Washington Capitals superstar Alexander Ovechkin said Tuesday he's still planning to represent Russia at the 2018 Winter Olympics in Pyeongchang, South Korea, even if the National Hockey League stands by its decision not to participate.
"Yeah, I didn't change my mind and I won't," Ovechkin said. "Because it's my country. I think everybody wants to play there. It's the biggest opportunity in your life to play in the Olympic Games. So, I don't know, somebody [is] going to tell me 'don't go,' I don't care, I just go."
The NHL announced its decision to skip the 2018 Winter Games on Monday. The league cited a lack of compelling reasons from the other parties involved—the International Olympics Committee, International Ice Hockey Federation and NHL Players' Association—and said it considered the lingering debate "officially closed":
A number of months have now passed and no meaningful dialogue has materialized. Instead, the IOC has now expressed the position that the NHL's participation in Beijing in 2022 is conditioned on our participation in South Korea in 2018. And the NHLPA has now publicly confirmed that it has no interest or intention of engaging in any discussion that might make Olympic participation more attractive to the clubs. As a result, and in an effort to create clarity among conflicting reports and erroneous speculation, this will confirm our intention to proceed with finalizing our 2017-18 regular season schedule without any break to accommodate the Olympic Winter Games. We now consider the matter officially closed.
Ovechkin noted he's still hopeful the sides can reach an agreement for complete NHL participation but finished that sentiment by reiterating, "In my mind, like I said already, I'm going. It doesn't matter what," according to LeBrun.
Although he's the first player to publicly state he'll attend the Olympics, even against the NHL's wishes, others have spoken out about the decision.
Buffalo Sabres center Jack Eichel, one of Team USA's young stars, said getting to represent his country in the Olympics is something he's thought about for a long time, per Mike Zeisberger of the Toronto Sun. He helped the American team capture a gold medal in the 2014 U18 World Championship.

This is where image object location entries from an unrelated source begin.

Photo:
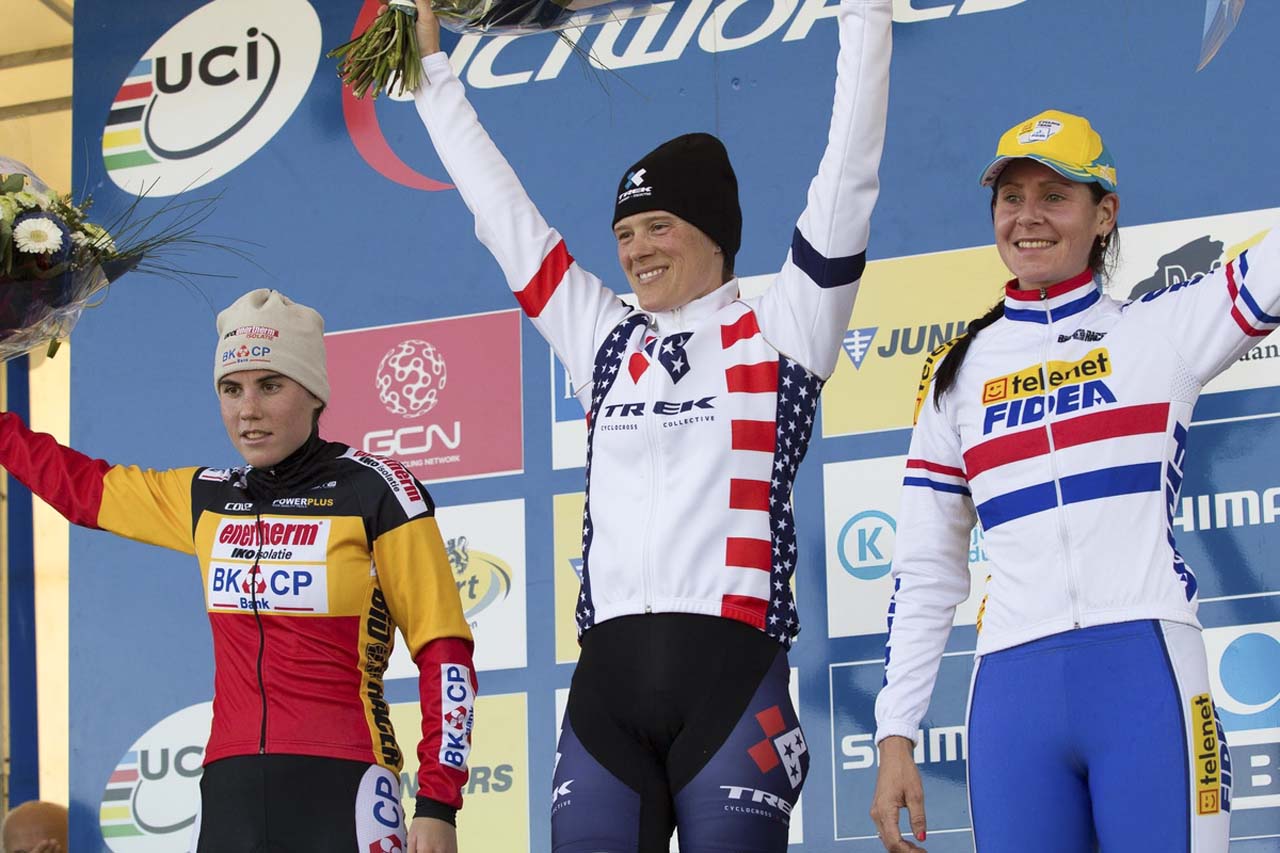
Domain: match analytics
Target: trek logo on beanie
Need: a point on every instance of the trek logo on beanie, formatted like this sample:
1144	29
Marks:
266	331
693	178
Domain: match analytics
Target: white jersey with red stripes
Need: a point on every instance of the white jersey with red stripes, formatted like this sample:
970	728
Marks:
698	416
1065	437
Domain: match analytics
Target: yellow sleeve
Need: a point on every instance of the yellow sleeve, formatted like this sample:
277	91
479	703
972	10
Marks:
149	506
417	582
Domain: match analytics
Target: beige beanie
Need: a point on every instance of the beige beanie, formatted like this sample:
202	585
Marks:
268	331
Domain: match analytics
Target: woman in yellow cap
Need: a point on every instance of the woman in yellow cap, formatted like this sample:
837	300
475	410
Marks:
1059	420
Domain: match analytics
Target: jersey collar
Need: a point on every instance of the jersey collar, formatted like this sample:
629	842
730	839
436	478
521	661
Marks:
686	316
1051	304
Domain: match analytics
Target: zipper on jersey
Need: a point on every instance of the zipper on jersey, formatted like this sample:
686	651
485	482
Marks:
1060	510
255	573
654	474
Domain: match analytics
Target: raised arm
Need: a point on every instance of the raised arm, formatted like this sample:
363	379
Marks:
567	305
1214	320
805	313
144	505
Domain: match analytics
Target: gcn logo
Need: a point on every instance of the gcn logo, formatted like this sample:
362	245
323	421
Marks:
410	378
865	544
152	796
209	94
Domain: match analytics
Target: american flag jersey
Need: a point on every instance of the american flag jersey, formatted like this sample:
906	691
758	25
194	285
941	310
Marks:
698	416
1065	436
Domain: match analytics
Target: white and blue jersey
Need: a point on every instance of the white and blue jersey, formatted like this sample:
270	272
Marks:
1065	436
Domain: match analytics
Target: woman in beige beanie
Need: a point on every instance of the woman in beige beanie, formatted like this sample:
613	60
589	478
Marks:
311	555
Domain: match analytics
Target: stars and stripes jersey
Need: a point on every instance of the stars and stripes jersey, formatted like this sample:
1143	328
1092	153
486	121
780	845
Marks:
698	416
309	569
1065	437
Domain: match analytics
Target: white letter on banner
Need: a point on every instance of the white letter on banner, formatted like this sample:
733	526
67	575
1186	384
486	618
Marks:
905	13
1271	505
639	51
810	12
712	37
859	751
480	74
987	5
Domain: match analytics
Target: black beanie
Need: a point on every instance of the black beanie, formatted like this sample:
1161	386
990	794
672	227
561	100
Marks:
690	177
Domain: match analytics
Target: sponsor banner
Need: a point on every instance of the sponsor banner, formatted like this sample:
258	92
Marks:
795	833
941	753
1244	680
496	808
873	387
862	500
442	397
279	566
151	801
567	571
670	33
1159	255
485	543
209	94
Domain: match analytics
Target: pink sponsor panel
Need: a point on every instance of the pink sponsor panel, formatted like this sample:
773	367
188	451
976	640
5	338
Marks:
442	397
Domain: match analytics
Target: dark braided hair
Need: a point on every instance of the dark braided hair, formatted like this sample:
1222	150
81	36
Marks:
1102	261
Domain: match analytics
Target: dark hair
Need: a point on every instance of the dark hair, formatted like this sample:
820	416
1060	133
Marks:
1104	258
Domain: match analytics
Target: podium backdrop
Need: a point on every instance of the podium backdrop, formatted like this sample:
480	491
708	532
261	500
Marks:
348	209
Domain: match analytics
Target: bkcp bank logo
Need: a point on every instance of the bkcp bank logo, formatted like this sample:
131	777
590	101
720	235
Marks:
865	544
394	396
152	797
209	94
483	579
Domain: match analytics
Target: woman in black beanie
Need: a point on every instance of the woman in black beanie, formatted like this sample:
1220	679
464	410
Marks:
699	406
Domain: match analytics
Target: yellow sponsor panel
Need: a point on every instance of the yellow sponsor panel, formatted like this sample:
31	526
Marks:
568	561
906	308
1207	756
1032	381
496	803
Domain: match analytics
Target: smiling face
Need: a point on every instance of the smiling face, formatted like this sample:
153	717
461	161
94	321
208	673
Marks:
266	415
668	261
1046	223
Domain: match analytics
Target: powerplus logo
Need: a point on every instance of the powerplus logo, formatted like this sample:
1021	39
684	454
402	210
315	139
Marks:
209	94
780	746
410	379
483	579
152	796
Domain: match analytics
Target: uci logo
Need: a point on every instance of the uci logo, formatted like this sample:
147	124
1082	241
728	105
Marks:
246	351
209	94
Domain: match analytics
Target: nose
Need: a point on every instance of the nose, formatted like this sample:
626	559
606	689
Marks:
250	405
1029	213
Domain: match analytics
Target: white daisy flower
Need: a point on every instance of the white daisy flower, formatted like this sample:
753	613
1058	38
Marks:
37	236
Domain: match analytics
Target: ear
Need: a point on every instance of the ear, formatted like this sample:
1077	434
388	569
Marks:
1109	208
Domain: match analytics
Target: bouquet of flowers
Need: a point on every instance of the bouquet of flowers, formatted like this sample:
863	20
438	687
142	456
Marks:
54	261
387	53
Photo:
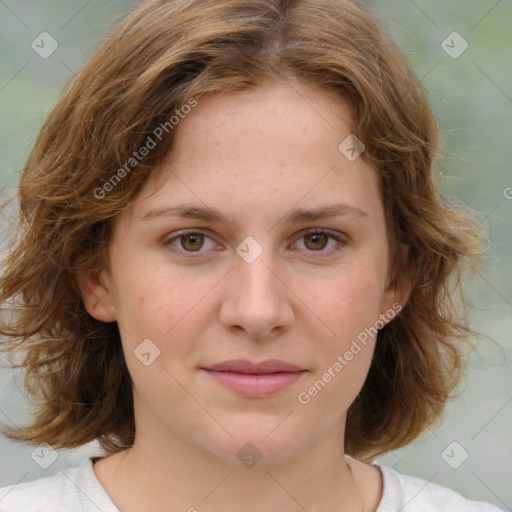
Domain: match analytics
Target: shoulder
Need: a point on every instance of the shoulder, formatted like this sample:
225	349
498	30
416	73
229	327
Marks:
72	489
411	494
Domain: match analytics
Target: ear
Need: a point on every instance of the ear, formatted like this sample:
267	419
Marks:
397	293
96	292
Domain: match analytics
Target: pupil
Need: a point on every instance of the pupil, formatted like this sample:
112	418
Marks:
193	239
315	239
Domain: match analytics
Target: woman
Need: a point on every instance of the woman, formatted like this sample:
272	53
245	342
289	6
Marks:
249	278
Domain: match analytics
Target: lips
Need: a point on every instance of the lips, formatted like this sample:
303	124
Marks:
245	366
255	379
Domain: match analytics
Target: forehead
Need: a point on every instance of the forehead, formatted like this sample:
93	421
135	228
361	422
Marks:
267	149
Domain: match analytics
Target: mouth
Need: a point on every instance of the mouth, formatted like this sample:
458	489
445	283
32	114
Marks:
255	379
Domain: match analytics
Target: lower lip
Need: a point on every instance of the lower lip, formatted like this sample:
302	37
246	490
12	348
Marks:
256	385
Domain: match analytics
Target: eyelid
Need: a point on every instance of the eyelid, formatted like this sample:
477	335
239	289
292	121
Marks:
342	240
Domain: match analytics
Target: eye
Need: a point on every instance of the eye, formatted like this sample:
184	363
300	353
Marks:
189	241
316	240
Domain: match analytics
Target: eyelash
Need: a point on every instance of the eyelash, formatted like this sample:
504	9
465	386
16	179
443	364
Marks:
191	254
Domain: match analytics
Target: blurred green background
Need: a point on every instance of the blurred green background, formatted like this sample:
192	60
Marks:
471	95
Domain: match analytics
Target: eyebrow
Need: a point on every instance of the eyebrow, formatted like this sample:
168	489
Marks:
208	214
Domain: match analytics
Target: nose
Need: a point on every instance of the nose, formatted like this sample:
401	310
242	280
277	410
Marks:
256	298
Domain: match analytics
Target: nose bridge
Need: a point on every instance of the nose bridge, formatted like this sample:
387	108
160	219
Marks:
256	299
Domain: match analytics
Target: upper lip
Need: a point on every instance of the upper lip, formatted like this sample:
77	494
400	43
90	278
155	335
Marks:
246	366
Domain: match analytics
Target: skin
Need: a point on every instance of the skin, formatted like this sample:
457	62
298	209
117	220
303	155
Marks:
255	155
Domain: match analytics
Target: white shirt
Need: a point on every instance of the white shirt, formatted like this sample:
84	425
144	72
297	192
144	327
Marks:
78	490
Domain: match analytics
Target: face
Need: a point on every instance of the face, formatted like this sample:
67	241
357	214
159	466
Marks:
257	240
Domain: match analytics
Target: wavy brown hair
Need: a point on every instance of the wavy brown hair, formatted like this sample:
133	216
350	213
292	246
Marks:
160	57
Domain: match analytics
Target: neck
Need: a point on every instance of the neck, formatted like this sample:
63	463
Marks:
142	478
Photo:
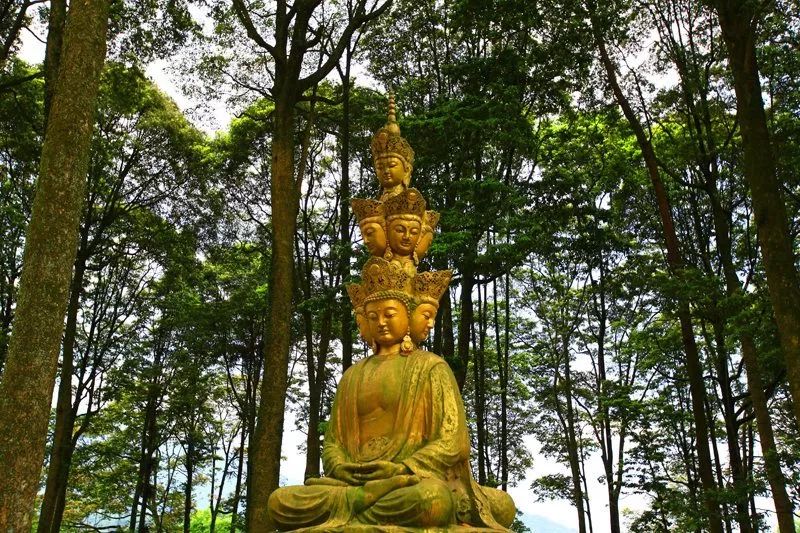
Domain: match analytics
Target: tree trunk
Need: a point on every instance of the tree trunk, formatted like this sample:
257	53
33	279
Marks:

"It's a little bit disappointing," he said. "As a player who takes a lot of pride in representing his country and who's done it before, I can only speak for myself. I think it's something that the players and the NHL look forward to. As a young kid just breaking into the league, it's something that I definitely watched growing up and looked forward to every year."
All told, Russia could emerge as a massive favorite next year if the NHL's decision doesn't change. Not only does it sound like Ovechkin will play, but the KHL, the country's domestic league, hasn't moved toward a similar policy as its American counterpart.
So the Russians could feature a roster led by Ovechkin, Pavel Datsyuk and Ilya Kovalchuk, while the American, Canadian, Swedish and Finnish squads are forced to field "B" teams.